Then Jack asked Captain Durland and Dick Crawford if he could speak to them apart, and when the Scout-Master consented, he told them of his interview with Broom.

"That's a queer shift for him to make," said Durland, thoughtfully. "It's true, of course, that he was in a good position to make an attack on you this morning. But it's also possible that he was alone, and didn't have any help handy. I don't think he'd ever try any of his dirty work single-handed. He's a good deal of a coward, and he likes to have a lot of help when he tries anything, so that there is practically no chance for his opponent. His idea is to fight when he is in overwhelming force, and only then. What do you think of it, Dick?"

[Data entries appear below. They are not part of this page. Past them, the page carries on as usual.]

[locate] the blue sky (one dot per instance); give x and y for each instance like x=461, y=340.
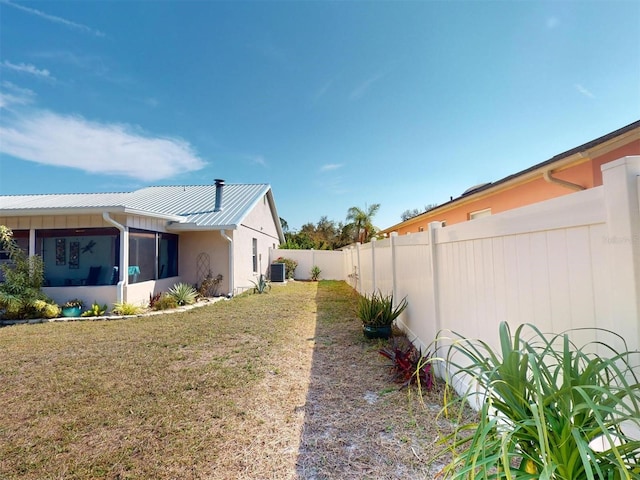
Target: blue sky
x=335, y=104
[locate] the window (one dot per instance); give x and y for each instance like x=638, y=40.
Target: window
x=255, y=254
x=21, y=237
x=480, y=213
x=142, y=256
x=152, y=255
x=167, y=255
x=81, y=256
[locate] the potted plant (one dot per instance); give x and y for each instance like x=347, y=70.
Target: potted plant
x=377, y=313
x=72, y=308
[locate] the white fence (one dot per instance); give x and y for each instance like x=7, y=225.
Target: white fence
x=569, y=262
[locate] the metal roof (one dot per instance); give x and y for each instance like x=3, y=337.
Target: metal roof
x=189, y=206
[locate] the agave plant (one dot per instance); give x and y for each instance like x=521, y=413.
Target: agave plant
x=548, y=409
x=124, y=308
x=262, y=285
x=378, y=310
x=183, y=293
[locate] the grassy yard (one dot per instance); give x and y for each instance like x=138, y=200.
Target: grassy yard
x=272, y=386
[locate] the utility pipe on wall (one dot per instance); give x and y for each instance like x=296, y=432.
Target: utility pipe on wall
x=124, y=255
x=230, y=240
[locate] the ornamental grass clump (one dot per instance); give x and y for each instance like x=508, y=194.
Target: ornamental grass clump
x=378, y=310
x=548, y=408
x=183, y=294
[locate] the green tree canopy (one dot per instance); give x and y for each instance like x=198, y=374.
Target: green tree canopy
x=362, y=222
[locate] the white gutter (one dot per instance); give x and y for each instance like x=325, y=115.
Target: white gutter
x=124, y=255
x=563, y=183
x=230, y=240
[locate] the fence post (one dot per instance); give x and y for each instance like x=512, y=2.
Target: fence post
x=620, y=182
x=373, y=263
x=433, y=273
x=394, y=283
x=359, y=271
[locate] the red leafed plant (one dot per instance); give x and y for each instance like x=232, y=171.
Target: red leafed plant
x=409, y=365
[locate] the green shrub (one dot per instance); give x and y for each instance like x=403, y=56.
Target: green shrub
x=20, y=293
x=289, y=266
x=165, y=302
x=378, y=310
x=262, y=285
x=96, y=310
x=210, y=285
x=544, y=404
x=315, y=273
x=124, y=308
x=183, y=294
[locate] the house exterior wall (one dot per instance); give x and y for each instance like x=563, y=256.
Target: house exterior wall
x=137, y=293
x=201, y=253
x=585, y=172
x=259, y=224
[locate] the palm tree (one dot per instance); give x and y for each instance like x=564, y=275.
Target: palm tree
x=361, y=221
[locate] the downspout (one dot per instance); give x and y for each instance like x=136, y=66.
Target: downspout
x=124, y=255
x=230, y=240
x=563, y=183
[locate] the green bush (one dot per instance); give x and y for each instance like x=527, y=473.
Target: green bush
x=124, y=308
x=183, y=294
x=96, y=310
x=378, y=310
x=262, y=285
x=20, y=293
x=164, y=302
x=544, y=405
x=289, y=266
x=315, y=273
x=210, y=285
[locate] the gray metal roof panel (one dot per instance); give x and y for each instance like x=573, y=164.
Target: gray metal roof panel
x=193, y=203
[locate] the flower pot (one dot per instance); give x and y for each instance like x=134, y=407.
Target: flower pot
x=376, y=332
x=71, y=311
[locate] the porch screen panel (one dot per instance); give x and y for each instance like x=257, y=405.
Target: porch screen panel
x=142, y=256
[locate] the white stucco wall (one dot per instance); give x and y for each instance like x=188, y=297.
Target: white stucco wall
x=209, y=244
x=259, y=224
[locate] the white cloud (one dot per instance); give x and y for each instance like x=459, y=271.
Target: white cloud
x=101, y=148
x=330, y=166
x=27, y=68
x=552, y=22
x=53, y=18
x=584, y=91
x=14, y=95
x=362, y=89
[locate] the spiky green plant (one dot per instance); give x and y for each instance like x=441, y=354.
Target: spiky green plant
x=96, y=310
x=20, y=292
x=545, y=404
x=183, y=293
x=124, y=308
x=378, y=310
x=315, y=273
x=262, y=285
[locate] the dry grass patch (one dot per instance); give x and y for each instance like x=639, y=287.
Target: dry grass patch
x=272, y=386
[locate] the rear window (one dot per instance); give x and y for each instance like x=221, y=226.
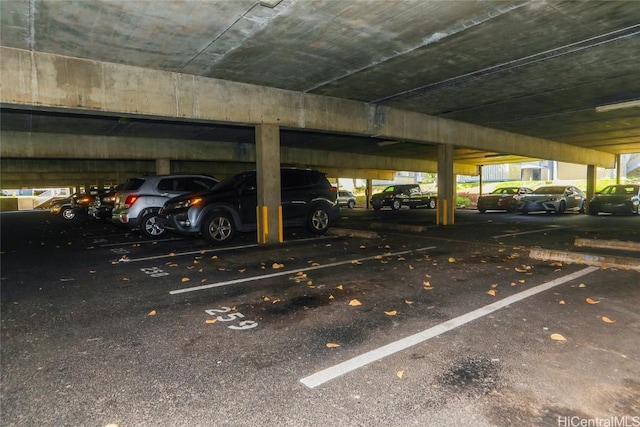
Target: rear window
x=132, y=184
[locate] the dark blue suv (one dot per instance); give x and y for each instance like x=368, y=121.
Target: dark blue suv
x=307, y=198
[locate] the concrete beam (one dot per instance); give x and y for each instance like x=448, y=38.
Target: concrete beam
x=60, y=146
x=36, y=79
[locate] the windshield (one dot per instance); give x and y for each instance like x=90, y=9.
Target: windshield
x=235, y=182
x=549, y=190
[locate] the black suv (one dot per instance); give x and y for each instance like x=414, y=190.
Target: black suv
x=307, y=198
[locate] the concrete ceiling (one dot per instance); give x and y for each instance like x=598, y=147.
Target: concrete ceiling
x=537, y=68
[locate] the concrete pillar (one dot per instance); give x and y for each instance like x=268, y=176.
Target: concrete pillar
x=446, y=186
x=269, y=209
x=592, y=175
x=163, y=166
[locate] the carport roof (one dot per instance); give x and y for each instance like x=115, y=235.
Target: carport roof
x=536, y=68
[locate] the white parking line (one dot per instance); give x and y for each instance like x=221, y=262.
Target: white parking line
x=288, y=272
x=343, y=368
x=550, y=228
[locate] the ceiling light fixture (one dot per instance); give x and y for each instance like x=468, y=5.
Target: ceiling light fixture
x=269, y=3
x=618, y=106
x=384, y=143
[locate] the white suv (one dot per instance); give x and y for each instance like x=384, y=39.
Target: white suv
x=138, y=202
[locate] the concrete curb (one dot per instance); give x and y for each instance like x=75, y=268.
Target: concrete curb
x=346, y=232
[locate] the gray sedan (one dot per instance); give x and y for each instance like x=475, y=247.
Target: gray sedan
x=554, y=198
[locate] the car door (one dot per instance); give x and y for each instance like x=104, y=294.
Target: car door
x=294, y=195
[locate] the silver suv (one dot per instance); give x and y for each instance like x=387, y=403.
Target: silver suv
x=138, y=202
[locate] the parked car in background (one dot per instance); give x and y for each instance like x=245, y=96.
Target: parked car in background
x=138, y=202
x=346, y=198
x=619, y=198
x=396, y=196
x=103, y=204
x=554, y=198
x=504, y=199
x=63, y=208
x=307, y=199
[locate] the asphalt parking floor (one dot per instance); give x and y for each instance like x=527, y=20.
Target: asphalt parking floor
x=443, y=326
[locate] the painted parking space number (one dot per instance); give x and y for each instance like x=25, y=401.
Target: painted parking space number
x=154, y=272
x=228, y=314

"I don't trust him, sir, and yet, if it is at all possible that he has given up his designs against Jack and is willing to tell him what we are so anxious to find out, it would be a great pity to let the chance slip."

"That's what I think, sir," said Jack. "Pete Stubbs and Tom Binns heard him, and they think I ought not to meet him. But I'm afraid he's right, and that if I didn't do it, I'd always regret it."

"It seems safe enough," said Durland. "He didn't insist on your meeting him alone. He probably knew that you wouldn't do that, anyhow, and took the only chance he had of persuading you, but I don't see what harm could come to you if you went to meet him with Dick Crawford and myself, and perhaps two or three others, to see that there was no foul play."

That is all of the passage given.